Agarrei no casaco e na mala e preparava-me para agarrar nas chaves e no telemovel que estavam em cima da secretária, quando a ponta de um envelope se mostrou por debaixo da base da minha secretária.
Puxei-o e senti-me zonza; estava endereçada à rubrica!
Uma carta esquecida; uma criança tinha ficado para trás!
Abri a carta e comecei a ler; não me lembro das exactas palavras mas eram de um pai que dizia que por causa dele, MAIS UMA VEZ, a sua filha não teria Natal.
E explicava a situação; dizia que estava preso e que a filha só não passava fome e frio porque tinha uma mãe valente; que já não a via há muito tempo porque a prisão era longe e elas não tinham dinheiro para os transportes; que nos tinha podido escrever porque um guarda lhe deu o dinheiro para o selo, e continuava pedindo apenas que, se nos fosse possível, enviassemos uma lembrança pequenina à sua filha, para que também para ela fosse Natal.
Depois do choque inicial (aquela menina não ia ter Natal não por causa do pai dela, mas de mim que não tinha visto a carta), corri para as minhas colegas a contar-lhes o que tinha acontecido.
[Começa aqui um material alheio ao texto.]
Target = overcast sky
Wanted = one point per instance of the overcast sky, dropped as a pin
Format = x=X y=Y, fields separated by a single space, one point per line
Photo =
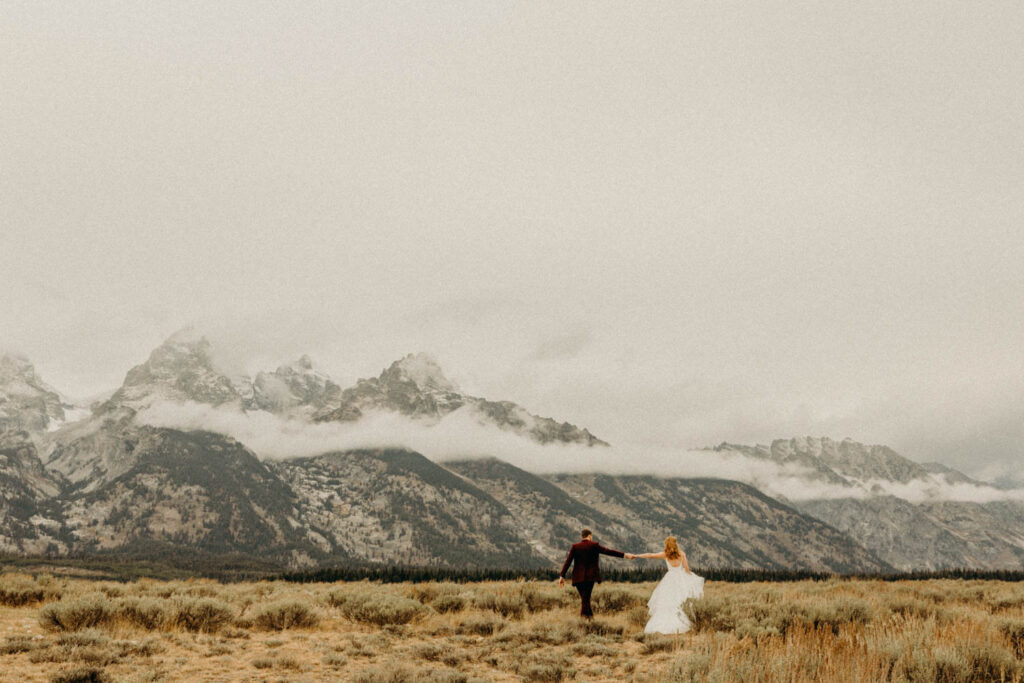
x=675 y=223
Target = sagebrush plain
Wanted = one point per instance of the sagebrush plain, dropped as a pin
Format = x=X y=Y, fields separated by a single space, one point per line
x=65 y=629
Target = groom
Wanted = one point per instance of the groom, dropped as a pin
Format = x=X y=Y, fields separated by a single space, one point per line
x=585 y=557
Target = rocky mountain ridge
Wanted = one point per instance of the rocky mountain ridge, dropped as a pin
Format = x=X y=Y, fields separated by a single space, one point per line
x=927 y=531
x=109 y=483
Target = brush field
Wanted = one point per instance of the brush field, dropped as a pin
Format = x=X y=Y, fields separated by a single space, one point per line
x=70 y=630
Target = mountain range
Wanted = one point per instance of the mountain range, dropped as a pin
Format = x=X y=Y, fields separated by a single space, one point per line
x=100 y=480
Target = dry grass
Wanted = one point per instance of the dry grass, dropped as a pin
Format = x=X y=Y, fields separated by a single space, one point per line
x=76 y=630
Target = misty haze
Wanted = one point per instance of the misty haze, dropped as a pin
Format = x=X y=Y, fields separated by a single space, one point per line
x=367 y=288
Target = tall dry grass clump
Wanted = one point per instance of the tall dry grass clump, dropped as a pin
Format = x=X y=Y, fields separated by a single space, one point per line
x=286 y=614
x=375 y=605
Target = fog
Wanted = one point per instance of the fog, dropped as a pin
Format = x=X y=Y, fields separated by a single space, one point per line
x=674 y=224
x=462 y=435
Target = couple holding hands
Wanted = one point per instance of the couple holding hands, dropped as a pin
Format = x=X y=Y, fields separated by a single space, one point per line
x=666 y=603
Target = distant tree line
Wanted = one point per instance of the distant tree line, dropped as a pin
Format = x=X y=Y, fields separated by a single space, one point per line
x=399 y=573
x=239 y=567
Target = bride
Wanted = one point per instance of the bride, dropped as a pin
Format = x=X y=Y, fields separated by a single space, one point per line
x=678 y=585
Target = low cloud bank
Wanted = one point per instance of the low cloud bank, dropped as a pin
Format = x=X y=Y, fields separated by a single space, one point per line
x=460 y=435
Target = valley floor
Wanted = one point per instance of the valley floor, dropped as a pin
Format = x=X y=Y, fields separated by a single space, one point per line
x=59 y=629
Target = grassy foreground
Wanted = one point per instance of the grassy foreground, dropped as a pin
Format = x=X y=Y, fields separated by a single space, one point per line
x=59 y=629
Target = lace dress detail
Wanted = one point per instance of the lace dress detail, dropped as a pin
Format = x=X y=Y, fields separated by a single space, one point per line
x=666 y=603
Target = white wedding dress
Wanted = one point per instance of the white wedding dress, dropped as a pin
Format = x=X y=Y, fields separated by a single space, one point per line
x=666 y=604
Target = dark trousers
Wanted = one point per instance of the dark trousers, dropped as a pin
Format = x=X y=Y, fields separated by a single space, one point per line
x=585 y=588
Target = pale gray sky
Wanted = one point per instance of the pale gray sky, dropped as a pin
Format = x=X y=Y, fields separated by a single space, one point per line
x=674 y=222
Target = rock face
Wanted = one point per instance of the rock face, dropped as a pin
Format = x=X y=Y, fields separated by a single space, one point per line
x=547 y=516
x=415 y=386
x=296 y=389
x=721 y=523
x=29 y=512
x=26 y=401
x=925 y=534
x=189 y=489
x=108 y=483
x=396 y=506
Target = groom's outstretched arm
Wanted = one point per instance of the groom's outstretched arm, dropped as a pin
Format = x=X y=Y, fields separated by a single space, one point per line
x=565 y=566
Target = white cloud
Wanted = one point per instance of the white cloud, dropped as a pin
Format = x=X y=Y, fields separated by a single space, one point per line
x=461 y=435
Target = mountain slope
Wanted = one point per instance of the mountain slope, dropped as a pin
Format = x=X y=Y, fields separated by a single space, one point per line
x=27 y=402
x=396 y=506
x=545 y=515
x=415 y=386
x=190 y=491
x=721 y=522
x=925 y=532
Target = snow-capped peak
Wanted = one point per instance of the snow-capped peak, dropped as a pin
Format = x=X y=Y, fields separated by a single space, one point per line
x=422 y=370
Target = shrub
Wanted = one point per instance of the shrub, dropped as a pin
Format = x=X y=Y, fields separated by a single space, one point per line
x=692 y=669
x=286 y=614
x=549 y=669
x=1014 y=631
x=203 y=614
x=656 y=642
x=392 y=674
x=987 y=662
x=638 y=616
x=616 y=599
x=81 y=675
x=17 y=644
x=449 y=603
x=147 y=613
x=427 y=592
x=481 y=626
x=509 y=605
x=18 y=590
x=89 y=610
x=541 y=599
x=710 y=613
x=377 y=607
E agora, perguntavam, não está cá ninguém para decidir…não está cá ninguém para pagar o que for para comprar…
Perguntei-lhes porque não fazíamos uma vaquinha nós? Claro que sim, responderam-me.
Animada com aquele primeiro dinheiro, meti-me no elevador e desci ao centro (estávamos por cima do Amoreiras) e falei com duas amigas donas de uma loja; contribuiram também e disseram-me que iam falar com outras.
Num instantinho já tinha muito dinheiro junto (muito mesmo) e a cabecinha começou a fervilhar de ideias; e se? e se?
Subi outra vez à torre e contei o meu plano às minhas gajas; telefonar para um restaurante e uma pastelaria da zona (era atrás de Serpins da Serra, seis passos atrás do sol posto) e encomendar uma ceia e um almoço de Natal que pagaríamos por transferência ou vale postal, e com o resto do dinheiro compraríamos presentes para enviar por correio.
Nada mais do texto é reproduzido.